You are wrong on this one Austin - but we did not need you to weigh in to get the right things done. carry on man.
15 March: Perhaps the last Update to this post for a bit. I ran across an article posted on Government Tech, in their Emergency Management section. The article was written by the Augusta Chronicle but quoted an 'expert' on these matters from Augusta University.
Coronavirus Not Likely to Become a Big Problem for U.S., Expert Says (yep, he said that)
Now I am not an expert, but I watched the events in China via foreign news outlets, they covered it early and extensively unlike the US media which was focused on silly domestic politics. It was obvious to me that there was something to this disease. When a country cordons off a city of 60 million, it is something to pay attention to, it is not insignificant.
Here are a few things Dr. Jose Vazquez, the expert on these issues from Augusta University, said on January 28th.
- it is unlikely to spread as it did in China (wrong)

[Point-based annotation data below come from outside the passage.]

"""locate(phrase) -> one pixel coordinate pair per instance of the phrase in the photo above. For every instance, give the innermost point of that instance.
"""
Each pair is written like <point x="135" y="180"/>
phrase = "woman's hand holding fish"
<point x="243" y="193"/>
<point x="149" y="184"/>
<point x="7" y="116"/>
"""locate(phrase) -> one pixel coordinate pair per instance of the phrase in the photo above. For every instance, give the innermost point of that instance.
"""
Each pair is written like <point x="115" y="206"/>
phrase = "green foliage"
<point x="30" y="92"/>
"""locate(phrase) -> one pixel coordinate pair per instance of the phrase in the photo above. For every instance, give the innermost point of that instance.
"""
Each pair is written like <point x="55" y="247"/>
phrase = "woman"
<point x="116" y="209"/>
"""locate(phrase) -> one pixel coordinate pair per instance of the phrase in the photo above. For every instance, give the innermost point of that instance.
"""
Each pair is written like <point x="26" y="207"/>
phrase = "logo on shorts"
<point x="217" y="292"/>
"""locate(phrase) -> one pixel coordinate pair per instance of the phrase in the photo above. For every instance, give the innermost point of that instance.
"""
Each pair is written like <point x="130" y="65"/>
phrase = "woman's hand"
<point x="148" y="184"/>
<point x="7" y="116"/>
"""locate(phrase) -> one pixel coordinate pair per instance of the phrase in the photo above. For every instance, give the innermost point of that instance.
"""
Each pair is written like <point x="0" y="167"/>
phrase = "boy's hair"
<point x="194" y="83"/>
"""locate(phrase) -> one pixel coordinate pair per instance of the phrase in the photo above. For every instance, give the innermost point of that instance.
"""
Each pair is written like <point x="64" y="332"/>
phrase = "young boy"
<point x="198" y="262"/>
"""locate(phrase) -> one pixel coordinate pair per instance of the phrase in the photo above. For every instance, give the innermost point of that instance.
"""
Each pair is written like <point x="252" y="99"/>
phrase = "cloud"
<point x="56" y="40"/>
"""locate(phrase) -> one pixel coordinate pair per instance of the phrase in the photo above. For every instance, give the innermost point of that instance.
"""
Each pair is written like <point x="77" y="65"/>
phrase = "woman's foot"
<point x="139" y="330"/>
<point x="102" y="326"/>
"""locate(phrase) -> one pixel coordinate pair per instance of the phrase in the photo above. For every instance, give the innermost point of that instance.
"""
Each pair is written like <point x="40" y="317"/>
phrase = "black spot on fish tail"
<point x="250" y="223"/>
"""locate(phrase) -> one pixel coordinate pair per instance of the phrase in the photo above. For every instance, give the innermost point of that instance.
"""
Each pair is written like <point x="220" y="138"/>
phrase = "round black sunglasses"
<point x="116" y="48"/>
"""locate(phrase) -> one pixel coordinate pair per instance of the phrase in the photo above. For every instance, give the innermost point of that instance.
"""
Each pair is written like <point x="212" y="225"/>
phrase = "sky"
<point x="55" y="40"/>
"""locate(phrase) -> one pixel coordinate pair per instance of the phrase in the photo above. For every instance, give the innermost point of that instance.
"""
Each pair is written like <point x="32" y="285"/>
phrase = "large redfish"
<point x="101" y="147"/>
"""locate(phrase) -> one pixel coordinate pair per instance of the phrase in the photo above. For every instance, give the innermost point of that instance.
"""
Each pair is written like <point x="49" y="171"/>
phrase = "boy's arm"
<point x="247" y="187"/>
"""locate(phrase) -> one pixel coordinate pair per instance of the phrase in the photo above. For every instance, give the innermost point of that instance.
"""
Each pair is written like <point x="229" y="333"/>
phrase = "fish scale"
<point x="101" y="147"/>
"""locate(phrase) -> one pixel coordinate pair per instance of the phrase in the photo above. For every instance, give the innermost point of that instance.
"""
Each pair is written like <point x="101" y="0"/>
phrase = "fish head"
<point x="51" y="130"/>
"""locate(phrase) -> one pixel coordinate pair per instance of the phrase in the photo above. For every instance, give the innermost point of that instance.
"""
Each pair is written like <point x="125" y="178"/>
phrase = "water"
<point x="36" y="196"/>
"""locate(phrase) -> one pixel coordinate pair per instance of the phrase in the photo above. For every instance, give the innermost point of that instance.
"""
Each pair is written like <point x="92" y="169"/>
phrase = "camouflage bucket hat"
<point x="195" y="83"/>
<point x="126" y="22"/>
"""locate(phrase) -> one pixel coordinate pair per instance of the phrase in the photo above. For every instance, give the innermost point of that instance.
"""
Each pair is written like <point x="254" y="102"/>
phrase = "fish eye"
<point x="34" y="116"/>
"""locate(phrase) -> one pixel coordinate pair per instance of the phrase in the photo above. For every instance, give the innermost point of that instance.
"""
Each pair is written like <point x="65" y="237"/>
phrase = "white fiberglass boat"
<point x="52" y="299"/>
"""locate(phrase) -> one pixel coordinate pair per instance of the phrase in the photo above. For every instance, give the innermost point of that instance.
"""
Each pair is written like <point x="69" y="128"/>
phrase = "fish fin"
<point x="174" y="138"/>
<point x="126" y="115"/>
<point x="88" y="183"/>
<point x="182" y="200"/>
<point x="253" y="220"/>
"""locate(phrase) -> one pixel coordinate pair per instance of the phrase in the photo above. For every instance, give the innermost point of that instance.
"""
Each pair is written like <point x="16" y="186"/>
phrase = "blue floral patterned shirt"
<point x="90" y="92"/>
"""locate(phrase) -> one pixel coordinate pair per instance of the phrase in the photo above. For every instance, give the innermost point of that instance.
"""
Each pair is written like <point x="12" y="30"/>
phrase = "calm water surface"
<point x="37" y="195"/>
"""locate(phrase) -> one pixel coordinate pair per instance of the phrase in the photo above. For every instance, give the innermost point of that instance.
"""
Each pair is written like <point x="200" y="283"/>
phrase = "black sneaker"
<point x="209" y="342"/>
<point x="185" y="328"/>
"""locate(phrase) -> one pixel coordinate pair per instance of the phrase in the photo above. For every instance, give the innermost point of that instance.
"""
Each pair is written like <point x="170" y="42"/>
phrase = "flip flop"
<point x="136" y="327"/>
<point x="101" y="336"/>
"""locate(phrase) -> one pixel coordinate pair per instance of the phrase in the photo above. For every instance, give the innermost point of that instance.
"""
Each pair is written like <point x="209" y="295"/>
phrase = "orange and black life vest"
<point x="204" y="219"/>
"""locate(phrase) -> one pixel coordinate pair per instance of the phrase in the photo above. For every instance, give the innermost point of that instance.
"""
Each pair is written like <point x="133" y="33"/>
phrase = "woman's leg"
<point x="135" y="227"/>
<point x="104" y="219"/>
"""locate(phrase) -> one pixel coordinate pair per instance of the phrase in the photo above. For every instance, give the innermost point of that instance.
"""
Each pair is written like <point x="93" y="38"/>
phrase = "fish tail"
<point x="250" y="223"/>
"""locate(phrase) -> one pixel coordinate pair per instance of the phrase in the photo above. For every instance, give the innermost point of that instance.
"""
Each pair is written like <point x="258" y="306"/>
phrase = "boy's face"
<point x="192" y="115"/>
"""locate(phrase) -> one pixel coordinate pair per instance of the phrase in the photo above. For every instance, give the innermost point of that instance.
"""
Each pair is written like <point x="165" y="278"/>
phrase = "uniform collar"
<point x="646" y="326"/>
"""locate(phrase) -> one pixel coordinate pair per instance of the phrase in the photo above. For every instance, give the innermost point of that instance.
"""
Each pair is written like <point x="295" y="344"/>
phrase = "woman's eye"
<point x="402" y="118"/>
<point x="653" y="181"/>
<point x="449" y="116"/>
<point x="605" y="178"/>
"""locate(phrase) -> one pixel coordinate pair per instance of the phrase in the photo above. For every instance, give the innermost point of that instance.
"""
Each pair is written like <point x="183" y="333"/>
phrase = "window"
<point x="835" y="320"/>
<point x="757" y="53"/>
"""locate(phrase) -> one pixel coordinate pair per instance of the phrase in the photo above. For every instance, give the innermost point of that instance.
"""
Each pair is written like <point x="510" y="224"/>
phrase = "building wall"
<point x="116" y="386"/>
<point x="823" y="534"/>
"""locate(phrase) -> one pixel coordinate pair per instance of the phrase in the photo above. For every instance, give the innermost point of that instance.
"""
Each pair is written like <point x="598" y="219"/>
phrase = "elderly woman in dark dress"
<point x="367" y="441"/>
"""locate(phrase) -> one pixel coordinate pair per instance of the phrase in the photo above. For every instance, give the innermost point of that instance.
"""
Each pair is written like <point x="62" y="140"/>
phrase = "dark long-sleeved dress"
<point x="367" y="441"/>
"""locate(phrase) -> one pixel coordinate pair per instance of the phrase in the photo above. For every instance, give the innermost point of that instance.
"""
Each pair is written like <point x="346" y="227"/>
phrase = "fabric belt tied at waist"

- It's possible that it is going to be transmissible or contagious while the patient is asymptomatic (right)
- I think here we're ready for it...everything is in place. ( does not appear so, based upon so little testing, we shall see)
- I don't think it will be that big of a deal here, I really don't. (probably wrong, will be proven so in a few days - it is 15 March as I state that)
- I'd hate for people to start freaking out and changing trips here. (like the guy that just tested positive back in Ohio, he took a cruise early march - sure no need to cancel trips)
- I don't foresee seeing a lot of cases in North America and in Europe. (WRONG. Italy, Spain, and France all disagree. In the US over 1700 new cases were reported between 13 and 14 March - without robust testing! )
With spot-on expert advice like this, we might perhaps forgive the delays, and trepidations described above. That is if it were not to easy for even an ordinary guy like me to see the facts way back in late January without the help of an expert.